Most mature human T lymphocytes express both the multichain T3 (CD3)/Ti T cell receptor for antigen (TCR), and the biochemically distinct 55-kDa T11 (CD2) glycoprotein. Stimulating the T11 molecule causes profound T cell proliferation and functional activation in vitro, but the relationship of T11-mediated activation to antigenic stimulation of T lymphocytes in vivo remains unknown. We now present evidence that T11 function is directly linked to TCR components in T3/Ti+ T11+ human T cells. First, we found that stimulating peripheral blood T cells with the mitogenic combination of anti-T11(2) cells with the mitogenic combination of anti-T11(2) plus anti-T11(3) monoclonal antibodies caused the phosphorylation of TCR T3 chains. The predominance of T3-gamma-phosphorylation that occurred in anti-T11(2) plus anti-T11(3)-treated T cells is similar to the pattern previously observed in antigen-stimulated T cell clones. Second, T11 function depended upon concurrent cell-surface expression of the TCR. Thus, when peripheral blood T cells were deprived of cell surface T3/Ti by anti-T3 modulation, anti-T11(2) plus anti-T11(3)-induced mitogenesis and transmembrane signal generation in the form of calcium mobilization were inhibited. The mechanism of TCR-T11 interdependence was investigated in a series of TCR-deficient variants of a T cell lymphoblastoid cell line. T3/Ti negative variants expressed cell surface T11, but anti-T11(2) plus anti-T11(3) failed to cause detectable calcium mobilization. The TCR-deficient variants also failed to express T11(3) activation epitopes after incubation with anti-T11(2) antibodies, suggesting that T11(3) expression is an essential and TCR-dependent intermediate in the T11 activation mechanism in these cells. Taken together, our results suggest that T11 function depends upon cell-surface expression of TCR in many T3/Ti+ T11+ T lymphocytes, and T11-mediated activation is intimately interconnected with TCR activation mechanisms. A model in which stimulating signals delivered via T11 may be a part of antigenic activation of T lymphocytes is presented.

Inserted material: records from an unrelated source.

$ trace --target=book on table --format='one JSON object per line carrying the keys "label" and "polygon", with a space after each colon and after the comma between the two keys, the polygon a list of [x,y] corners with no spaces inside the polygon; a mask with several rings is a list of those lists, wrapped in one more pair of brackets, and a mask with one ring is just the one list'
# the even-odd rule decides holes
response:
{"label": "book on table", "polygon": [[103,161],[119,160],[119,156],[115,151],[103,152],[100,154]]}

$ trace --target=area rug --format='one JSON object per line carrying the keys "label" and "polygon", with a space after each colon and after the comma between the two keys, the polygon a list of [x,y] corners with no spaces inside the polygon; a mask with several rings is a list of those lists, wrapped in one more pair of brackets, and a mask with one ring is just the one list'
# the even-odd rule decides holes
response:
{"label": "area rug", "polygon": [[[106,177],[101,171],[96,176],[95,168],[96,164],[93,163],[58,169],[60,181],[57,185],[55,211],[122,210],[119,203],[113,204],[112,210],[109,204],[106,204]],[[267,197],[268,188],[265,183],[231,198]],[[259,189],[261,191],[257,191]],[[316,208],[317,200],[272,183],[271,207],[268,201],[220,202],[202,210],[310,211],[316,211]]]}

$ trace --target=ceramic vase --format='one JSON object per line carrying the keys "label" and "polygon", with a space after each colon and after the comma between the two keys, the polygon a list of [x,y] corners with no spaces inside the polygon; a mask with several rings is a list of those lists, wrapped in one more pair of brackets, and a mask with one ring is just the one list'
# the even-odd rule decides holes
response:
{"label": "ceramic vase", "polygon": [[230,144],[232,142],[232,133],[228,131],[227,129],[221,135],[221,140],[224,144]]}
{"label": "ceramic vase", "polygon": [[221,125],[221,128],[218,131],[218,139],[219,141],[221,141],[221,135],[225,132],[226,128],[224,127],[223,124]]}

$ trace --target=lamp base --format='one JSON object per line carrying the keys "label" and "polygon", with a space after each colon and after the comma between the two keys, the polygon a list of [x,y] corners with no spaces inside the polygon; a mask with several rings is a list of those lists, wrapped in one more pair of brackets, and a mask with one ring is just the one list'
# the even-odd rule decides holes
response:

大多数成熟的人类T淋巴细胞同时表达多链T3(CD3)/Ti抗原T细胞受体(TCR)和生化性质不同的55-kDa T11(CD2)糖蛋白。在体外,刺激T11分子会引起T细胞的大量增殖和功能激活,但T11介导的激活与体内T淋巴细胞的抗原刺激之间的关系仍不清楚。我们现在提供证据表明,在T3/Ti⁺T11⁺人类T细胞中,T11功能与TCR组分直接相关。首先,我们发现用抗T11(2)加上抗T11(3)单克隆抗体的促有丝分裂组合刺激外周血T细胞,会导致TCR T3链的磷酸化。在抗T11(2)加上抗T11(3)处理的T细胞中发生的T3-γ磷酸化占优势,这与先前在抗原刺激的T细胞克隆中观察到的模式相似。其次,T11功能依赖于TCR在细胞表面的同时表达。因此,当通过抗T3调节使外周血T细胞缺乏细胞表面T3/Ti时,抗T11(2)加上抗T11(3)诱导的有丝分裂和以钙动员形式的跨膜信号产生受到抑制。在一个T细胞淋巴母细胞系的一系列TCR缺陷变体中研究了TCR-T11相互依赖的机制。T3/Ti阴性变体表达细胞表面T11,但抗T11(2)加上抗T11(3)未能引起可检测到的钙动员。TCR缺陷变体在与抗T11(2)抗体孵育后也未能表达T11(3)激活表位,这表明T1(3)表达是这些细胞中T11激活机制中一个必不可少且依赖于TCR的中间环节。综上所述,我们的结果表明,在许多T3/Ti⁺T11⁺T淋巴细胞中,T11功能依赖于TCR在细胞表面的表达,并且T11介导的激活与TCR激活机制密切相关。提出了一个模型,其中通过T11传递的刺激信号可能是T淋巴细胞抗原激活的一部分。